I posted this in January of 2000 on the question of "missing fossils" and it may be useful here:
When I go to the store to buy shirts, the clerk says: "Your size is there, on shelf 3." So I go to shelf 3 and ... it's empty! So I say to the clerk: "My size is missing."This is a statement that is worth the clerk's attention. My size was supposed to be there. They have a system for laying out the sizes in specific locations. All the other sizes are there. The location for my size was known. But that location is empty. So it's clear that my size shirt is indeed missing. The word "missing" is being used correctly.

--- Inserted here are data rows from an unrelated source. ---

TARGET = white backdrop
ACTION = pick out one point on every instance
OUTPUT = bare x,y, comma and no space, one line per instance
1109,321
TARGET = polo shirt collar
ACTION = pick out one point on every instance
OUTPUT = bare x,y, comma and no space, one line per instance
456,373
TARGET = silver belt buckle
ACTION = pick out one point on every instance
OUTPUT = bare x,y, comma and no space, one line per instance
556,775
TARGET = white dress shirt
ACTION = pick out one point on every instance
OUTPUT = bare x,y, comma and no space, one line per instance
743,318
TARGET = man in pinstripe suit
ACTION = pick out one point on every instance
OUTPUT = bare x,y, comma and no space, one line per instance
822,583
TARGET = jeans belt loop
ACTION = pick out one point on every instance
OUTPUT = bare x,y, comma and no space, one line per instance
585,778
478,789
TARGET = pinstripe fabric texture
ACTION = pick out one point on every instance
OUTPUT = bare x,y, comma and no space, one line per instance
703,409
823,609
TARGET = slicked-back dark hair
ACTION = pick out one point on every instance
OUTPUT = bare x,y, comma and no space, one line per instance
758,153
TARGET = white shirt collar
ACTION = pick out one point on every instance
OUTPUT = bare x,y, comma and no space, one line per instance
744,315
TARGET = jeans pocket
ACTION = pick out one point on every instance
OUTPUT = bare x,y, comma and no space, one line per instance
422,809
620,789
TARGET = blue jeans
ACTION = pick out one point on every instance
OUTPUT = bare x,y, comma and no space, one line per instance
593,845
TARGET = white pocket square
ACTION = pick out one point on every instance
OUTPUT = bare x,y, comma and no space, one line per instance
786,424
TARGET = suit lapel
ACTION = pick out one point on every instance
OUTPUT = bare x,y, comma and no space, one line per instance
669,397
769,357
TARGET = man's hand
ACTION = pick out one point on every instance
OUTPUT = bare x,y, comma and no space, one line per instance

But in what sense can it be said that a fossil is missing? (I'm sure you don't mean there's been a robery in a museum.) Where -- precisely where -- do you say that it should be? How do you know it's supposed to be in that location? Is there a method you can describe for locating fossils? Do you have any kind of track record in pointing out the location of other fossils? Are they always where you say they should be? And now -- now! -- with all that going for you, show us what's missing.
I think this is the way a truly valid "missing fossil" argument can be made. Otherwise, all this "argument" is saying is something like this: "I would like to see more fossil evidence, but if such fossils exist, somewhere, they not yet been located."